Leon Festinger: Festinger investigated cognitive dissonance. People think in order to justify their actions. He showed this by telling two groups of people to lie. In compensation, participants in one group were given one dollar for their lie and in the other they were given 20 dollars. The people given 20 dollars were more likely to admit they lied because they said they did it for the money. The people given one dollar tended not to admit they lied because it is hard to justify lying for just one dollar.

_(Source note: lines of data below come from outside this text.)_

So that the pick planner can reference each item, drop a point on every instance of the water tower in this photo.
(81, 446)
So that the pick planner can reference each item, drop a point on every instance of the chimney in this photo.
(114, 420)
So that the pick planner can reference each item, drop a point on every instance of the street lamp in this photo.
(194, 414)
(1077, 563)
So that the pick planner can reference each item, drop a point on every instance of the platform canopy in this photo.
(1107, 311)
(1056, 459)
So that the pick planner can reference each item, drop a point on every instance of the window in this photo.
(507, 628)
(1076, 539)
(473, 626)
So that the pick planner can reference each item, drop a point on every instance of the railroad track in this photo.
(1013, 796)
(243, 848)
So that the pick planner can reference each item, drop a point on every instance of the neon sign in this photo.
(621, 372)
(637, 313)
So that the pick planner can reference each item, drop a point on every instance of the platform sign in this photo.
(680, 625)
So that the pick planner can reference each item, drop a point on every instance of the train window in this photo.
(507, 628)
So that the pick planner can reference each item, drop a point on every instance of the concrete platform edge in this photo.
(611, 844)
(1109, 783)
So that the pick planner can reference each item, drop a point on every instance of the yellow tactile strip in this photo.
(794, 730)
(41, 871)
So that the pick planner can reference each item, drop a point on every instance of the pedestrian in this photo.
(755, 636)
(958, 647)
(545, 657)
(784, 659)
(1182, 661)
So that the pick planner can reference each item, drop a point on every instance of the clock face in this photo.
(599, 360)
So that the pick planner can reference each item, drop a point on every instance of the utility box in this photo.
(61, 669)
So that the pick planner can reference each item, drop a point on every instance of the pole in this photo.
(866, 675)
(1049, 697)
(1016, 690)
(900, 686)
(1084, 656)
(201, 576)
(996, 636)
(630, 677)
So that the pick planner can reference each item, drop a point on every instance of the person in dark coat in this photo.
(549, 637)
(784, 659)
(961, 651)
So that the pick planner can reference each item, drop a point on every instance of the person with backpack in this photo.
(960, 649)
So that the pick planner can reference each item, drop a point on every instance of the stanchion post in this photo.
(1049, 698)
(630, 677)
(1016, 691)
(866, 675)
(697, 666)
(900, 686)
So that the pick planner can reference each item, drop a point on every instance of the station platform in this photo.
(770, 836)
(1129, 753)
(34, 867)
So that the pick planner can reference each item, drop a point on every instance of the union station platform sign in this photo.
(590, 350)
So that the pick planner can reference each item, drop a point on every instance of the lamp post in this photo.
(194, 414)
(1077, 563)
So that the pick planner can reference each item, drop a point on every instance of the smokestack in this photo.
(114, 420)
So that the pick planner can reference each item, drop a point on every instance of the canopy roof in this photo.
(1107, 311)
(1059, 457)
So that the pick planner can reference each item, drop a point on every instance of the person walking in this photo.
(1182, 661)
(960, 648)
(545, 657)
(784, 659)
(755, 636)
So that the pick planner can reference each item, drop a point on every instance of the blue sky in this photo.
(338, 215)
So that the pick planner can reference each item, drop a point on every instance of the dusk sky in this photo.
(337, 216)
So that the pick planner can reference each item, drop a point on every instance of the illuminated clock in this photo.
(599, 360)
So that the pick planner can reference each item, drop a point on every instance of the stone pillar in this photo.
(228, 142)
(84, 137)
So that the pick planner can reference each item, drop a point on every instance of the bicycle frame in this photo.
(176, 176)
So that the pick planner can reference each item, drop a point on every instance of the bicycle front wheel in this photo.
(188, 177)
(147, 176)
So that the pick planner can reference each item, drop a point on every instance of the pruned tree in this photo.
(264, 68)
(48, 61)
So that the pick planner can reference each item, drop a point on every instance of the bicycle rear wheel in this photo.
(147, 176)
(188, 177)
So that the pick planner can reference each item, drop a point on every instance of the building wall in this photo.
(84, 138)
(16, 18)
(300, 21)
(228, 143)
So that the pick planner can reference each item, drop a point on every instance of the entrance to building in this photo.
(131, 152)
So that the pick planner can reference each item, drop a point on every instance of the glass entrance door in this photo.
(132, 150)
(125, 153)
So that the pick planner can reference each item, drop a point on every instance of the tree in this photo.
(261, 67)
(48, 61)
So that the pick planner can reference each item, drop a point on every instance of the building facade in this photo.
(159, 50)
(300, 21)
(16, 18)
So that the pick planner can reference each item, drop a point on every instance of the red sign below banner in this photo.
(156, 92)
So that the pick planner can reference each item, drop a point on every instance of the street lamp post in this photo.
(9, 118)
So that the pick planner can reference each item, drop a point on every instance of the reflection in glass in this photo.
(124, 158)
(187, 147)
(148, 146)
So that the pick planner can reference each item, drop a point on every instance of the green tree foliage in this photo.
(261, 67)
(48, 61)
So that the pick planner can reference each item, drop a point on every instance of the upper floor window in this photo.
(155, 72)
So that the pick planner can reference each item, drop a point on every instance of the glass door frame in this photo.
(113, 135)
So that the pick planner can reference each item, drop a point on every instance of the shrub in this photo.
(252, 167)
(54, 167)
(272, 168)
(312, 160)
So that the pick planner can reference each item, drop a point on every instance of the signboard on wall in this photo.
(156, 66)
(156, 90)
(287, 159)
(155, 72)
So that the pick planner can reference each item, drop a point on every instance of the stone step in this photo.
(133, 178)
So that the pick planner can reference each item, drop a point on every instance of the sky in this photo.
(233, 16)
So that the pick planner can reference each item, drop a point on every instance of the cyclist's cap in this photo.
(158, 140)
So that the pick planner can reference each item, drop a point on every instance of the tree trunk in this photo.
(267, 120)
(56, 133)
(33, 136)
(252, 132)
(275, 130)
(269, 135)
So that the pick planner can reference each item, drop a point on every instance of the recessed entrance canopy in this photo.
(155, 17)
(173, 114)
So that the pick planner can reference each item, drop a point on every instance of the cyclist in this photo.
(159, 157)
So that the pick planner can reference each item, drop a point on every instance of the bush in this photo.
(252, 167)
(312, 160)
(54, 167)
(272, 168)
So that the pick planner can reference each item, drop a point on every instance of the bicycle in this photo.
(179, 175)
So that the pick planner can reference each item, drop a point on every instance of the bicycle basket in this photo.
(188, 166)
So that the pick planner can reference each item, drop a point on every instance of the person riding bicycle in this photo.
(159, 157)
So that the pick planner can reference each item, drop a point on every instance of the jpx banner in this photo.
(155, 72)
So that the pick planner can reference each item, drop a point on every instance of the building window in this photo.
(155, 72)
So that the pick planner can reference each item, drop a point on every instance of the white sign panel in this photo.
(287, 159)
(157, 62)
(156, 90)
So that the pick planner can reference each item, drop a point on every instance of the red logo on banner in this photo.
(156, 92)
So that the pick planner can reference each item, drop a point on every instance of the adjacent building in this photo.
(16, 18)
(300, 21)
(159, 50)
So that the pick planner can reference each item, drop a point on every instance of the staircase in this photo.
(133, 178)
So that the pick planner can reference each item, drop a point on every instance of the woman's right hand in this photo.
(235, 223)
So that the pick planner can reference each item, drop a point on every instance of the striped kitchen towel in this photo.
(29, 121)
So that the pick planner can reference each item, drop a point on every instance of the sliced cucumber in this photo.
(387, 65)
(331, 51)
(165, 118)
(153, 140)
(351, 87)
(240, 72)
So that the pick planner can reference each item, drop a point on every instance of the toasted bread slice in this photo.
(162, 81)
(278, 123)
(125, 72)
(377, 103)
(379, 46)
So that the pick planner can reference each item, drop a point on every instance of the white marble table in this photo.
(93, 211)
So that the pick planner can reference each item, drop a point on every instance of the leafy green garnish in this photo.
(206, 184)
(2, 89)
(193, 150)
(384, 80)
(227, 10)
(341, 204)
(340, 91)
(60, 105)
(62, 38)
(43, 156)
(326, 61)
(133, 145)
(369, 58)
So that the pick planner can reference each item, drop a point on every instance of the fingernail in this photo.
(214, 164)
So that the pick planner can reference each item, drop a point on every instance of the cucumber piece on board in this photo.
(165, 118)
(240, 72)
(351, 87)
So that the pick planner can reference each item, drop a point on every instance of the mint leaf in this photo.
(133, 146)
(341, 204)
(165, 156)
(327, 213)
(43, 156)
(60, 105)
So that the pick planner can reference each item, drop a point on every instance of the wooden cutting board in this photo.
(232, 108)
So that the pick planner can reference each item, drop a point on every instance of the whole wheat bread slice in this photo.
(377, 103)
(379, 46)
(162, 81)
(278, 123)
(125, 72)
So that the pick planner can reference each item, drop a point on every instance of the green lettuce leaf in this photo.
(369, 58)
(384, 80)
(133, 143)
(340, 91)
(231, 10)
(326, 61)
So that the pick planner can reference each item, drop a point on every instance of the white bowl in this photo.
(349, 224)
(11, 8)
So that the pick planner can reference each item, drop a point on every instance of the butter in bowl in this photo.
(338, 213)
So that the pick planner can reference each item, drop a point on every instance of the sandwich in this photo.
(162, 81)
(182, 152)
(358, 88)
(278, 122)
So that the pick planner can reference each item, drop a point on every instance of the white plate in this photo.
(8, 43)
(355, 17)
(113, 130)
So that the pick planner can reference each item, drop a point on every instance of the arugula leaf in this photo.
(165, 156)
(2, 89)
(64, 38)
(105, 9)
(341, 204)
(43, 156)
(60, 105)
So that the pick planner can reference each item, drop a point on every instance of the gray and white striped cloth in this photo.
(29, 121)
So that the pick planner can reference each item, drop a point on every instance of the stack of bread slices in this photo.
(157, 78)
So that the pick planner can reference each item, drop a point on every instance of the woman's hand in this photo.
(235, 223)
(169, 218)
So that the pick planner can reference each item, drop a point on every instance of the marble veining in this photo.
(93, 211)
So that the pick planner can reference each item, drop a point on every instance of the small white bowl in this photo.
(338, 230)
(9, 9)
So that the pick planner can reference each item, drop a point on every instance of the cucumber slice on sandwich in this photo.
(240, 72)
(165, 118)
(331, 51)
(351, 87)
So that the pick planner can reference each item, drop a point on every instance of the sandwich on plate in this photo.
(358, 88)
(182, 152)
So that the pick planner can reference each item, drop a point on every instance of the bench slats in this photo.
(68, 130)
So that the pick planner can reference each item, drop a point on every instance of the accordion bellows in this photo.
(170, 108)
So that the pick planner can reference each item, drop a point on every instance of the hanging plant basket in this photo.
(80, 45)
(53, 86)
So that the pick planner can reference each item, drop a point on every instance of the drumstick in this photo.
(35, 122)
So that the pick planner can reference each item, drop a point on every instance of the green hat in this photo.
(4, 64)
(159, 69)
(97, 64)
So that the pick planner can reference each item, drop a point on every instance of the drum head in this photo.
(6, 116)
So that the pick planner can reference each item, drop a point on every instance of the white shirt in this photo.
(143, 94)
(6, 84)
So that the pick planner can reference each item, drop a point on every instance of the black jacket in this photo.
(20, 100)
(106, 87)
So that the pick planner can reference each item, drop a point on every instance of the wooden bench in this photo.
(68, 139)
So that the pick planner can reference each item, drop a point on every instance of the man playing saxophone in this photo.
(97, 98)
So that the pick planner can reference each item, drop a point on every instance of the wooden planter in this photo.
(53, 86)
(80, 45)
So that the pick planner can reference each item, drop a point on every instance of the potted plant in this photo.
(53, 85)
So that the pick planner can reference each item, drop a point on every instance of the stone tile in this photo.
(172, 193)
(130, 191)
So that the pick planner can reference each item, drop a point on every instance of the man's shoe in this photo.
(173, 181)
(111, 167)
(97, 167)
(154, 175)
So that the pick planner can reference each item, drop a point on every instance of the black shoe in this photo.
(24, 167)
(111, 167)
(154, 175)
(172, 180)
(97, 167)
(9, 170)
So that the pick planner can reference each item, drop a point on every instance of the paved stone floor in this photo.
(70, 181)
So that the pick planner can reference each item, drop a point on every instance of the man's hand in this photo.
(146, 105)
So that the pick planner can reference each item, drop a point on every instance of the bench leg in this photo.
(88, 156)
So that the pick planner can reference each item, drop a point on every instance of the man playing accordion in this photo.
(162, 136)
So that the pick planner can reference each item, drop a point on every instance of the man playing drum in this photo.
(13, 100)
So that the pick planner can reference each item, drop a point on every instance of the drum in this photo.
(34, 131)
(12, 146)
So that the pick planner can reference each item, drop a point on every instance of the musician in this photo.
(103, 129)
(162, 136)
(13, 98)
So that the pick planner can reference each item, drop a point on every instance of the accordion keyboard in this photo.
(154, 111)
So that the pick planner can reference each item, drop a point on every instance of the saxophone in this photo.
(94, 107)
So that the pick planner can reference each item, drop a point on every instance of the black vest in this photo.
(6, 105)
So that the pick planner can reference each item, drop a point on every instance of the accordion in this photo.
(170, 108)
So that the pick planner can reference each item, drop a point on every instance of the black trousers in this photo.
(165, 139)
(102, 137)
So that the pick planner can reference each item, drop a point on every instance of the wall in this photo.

Harry Harlowe: Harlowe studied attachment and how it affected the monkeys he was raising. He discovered that attachment is very important; monkeys only develop correctly and normally when raised with others and with a parental figure. Harlowe also went on to discover that monkeys raised abnormally would not raise their children or would harm then. He invented a cruel restraining devise that allowed other male monkeys to impregnate the female monkeys raised abnormally. He called it the rape rack. Despite what I see as the dark side of Harlowe, Harlowe did show that caring and touching your baby is important. One needs attention to grow normally and to be able to interact acceptably
Bruce Alexander: Alexander experimented with rats and addictions to drugs. He created two situations. In one situation the rats were in a paradise and given an option between drugged water and normal water. In the other situation rats were put in a cage and given the same choices of water. It turned out that in paradise the rats did not want or take the drugged water, but in the caged situation the rats became addicted to the drug water. Alexander tried to prove that it was culture and surroundings that influenced addictions, not the drug itself.
Elizabeth Loftus: Slater says this is one of the more disliked researchers of our time. She proved that you can implant or alter memories in a person. She helped criminals on trial to show that maybe people recalled the wrong incident or memory. One thing I noticed throughout the description of her experiments and Slater's telling is that no one recalled a memory from their teens or twenties or had a memory implanted that was said to happen in their twenties. Rather, all memories were implanted or recalled from their early years when memory isn't so clear.
Eric Kandel: Kandel investigated memory enhancing drugs. Discovered that when given certain drugs rats could perform better. He showed their was a mechanism for memory and therefore helped challenge Loftus. Also, while discovering the brain had ways to monitor what it remember he also discovered that their are monitors to forget. Tampering with either could cause problems; a person could recall what he or she doesn't wish to recall or forget more than necessary. Slater, in 2004, said the drugs to enhance memory were not yet marketed due to ethical issues. I do not know if the drugs are still not sold. Apparently scientists thought this would create a competition and a requirement for the drugs, a scary competition.
Antonio Egas Moniz: Moniz studied and practiced lobotomies. He discovered that by snipping a nerve or so in the brain or taking infected pieces out one could lose the psychosis and regain their self. However, some the patients were not helped, some died, and some say that after the surgery they were better but lost some part of their self. Lobotomies are still practiced as the majority of the patients have been cured of their problem. So far, the loss of a little bit of self is worth the depression or issue taking place in the brain.
A good read and very interesting for any psychology person. I found that Slater often doubts more than necessary, but the stories she relays are good and made me think more about my self and how I interact with the world.